Significherà più navi che si fermeranno nei porti del continente e viaggeranno per distanze più brevi, invece di caricare completamente in Cina e salpare per l’ovest. I porti regionali più piccoli spesso non dispongono di infrastrutture adeguate per le navi più grandi, mentre anche sulle rotte principali potrebbero esserci rendimenti di dimensioni inferiori.

“Abbiamo più o meno raggiunto il limite [sulle dimensioni della nave]”, afferma Jensen di SeaIntelligence.

Mentre l’elettronica di consumo più piccola significa che TV e computer occupano già meno spazio, la composizione delle merci all’interno dei container potrebbe evolversi ulteriormente.

Un’area che dovrebbe rivelarsi fertile è il carico deperibile, che si prevede abbia sofferto meno dell’impatto del Covid-19 rispetto ai prodotti manifatturieri, secondo la società di consulenza per la ricerca marittima Drewry. Si prevede un’espansione media annua del 3,7% fino al 2024 nei container refrigerati, o “reefers”, rispetto al 2,2% per il carico secco.

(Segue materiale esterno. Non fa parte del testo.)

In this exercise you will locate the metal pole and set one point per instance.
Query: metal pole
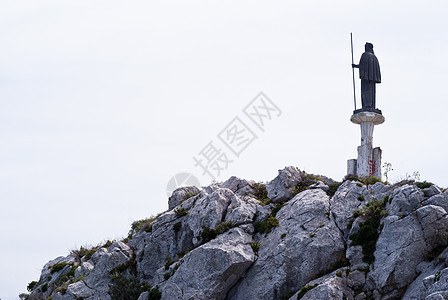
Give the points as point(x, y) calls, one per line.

“Frutta fresca, carne – tutto ciò che necessita di cure speciali a bordo del viaggio – questo è l’uovo d’oro di qualsiasi compagnia di linea“, afferma Peter Sand, economista dell’associazione marittima internazionale Bimco, “dove le tariffe di trasporto sono elevate”.

A Hong Kong, Giannetta afferma che la pandemia significa che “sarà necessario prendere in considerazione diverse catene di approvvigionamento per evitare le interruzioni complete che abbiamo visto durante le prime fasi di Covid-19“.

Suggerisce che queste tendenze si vedano già attraverso la “produzione regionalizzata” e gli “acquisti online“.

“Quando è iniziata la pandemia, non sono riuscito a trovare i miei prodotti preferiti di pasta di marca italiana“, dice. “Poi ho iniziato a vedere le confezioni di pasta in arrivo [sul mercato] che erano in cinese, che non sapevo nemmeno leggere”.

Ora, aggiunge Giannetta, può acquistare di nuovo la pasta spedita dall’Italia, ma deve ordinarla online.